There was a moment’s pause; then a second scream rang out.

Immanuelle was on her feet in an instant. Ezra angled himself in front of her as she moved, as if he meant to shield her from whatever harm was coming their way. But Immanuelle had no time to humor his chivalry. She pushed past him, sprinting toward the echo of Glory’s cries. And as she ran, all she could think of were the women of the woods—the dead-eyed witches.

She found Glory by the well at the end of the pastures, a few yards from the forest’s edge, a bucket capsized at her feet.
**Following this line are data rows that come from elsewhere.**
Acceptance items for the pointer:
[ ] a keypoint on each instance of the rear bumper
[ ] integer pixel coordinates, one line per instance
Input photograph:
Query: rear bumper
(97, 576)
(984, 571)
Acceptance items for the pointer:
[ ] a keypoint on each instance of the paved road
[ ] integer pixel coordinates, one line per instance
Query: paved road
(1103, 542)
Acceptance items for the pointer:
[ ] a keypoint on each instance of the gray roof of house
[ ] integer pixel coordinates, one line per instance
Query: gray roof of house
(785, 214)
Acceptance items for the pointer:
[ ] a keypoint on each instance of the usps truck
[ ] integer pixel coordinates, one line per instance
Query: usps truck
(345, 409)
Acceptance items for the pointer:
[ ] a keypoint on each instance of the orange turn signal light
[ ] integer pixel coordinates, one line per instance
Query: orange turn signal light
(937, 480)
“Are you hurt?” Immanuelle asked, slowing to a stop.

Glory shook her head, mouth open, blond curls sticking to her lips. Her gaze flickered to Ezra, as if she was as shocked to see him as she was by whatever had startled her. But the moment passed, and she snapped to her senses. Words seemed to catch in her throat as she pointed to the bucket with a shaking finger.

Ezra stooped to pick it up. It was then Immanuelle caught the scent of rot on the air, wet and fetid. Something black seeped into the soil, slicking the walls of the bucket.

Immanuelle swallowed dry, her stomach roiling, as Ezra put the bucket on its hook and lowered it into the depths of the well again. He twisted the crank, and the bucket descended, disappearing into the deep. When the sound of the bucket’s rim breaking water echoed up the shaft, he began to crank the lever again, working fast, his shoulders straining with the effort.

Slowly, the bucket climbed above the stones of the well’s wall. Ezra took it off its hook and Glory staggered back, as though he’d reeled a viper from the water.

He lowered the bucket to the ground, and to Immanuelle’s horror, she saw it was filled to the brim with a thick, dark liquid that sloshed over the rim and blackened the soil below. Immanuelle dropped to her knees beside it and dipped her fingers into the bucket. When she removed her hand her fingertips were slick red.

“Blood,” she whispered, and with those words, a kind of dreadful déjà vu settled over her, so powerful it seemed to tear her soul from her body. It took her a moment to come back to herself. “Where is Martha?”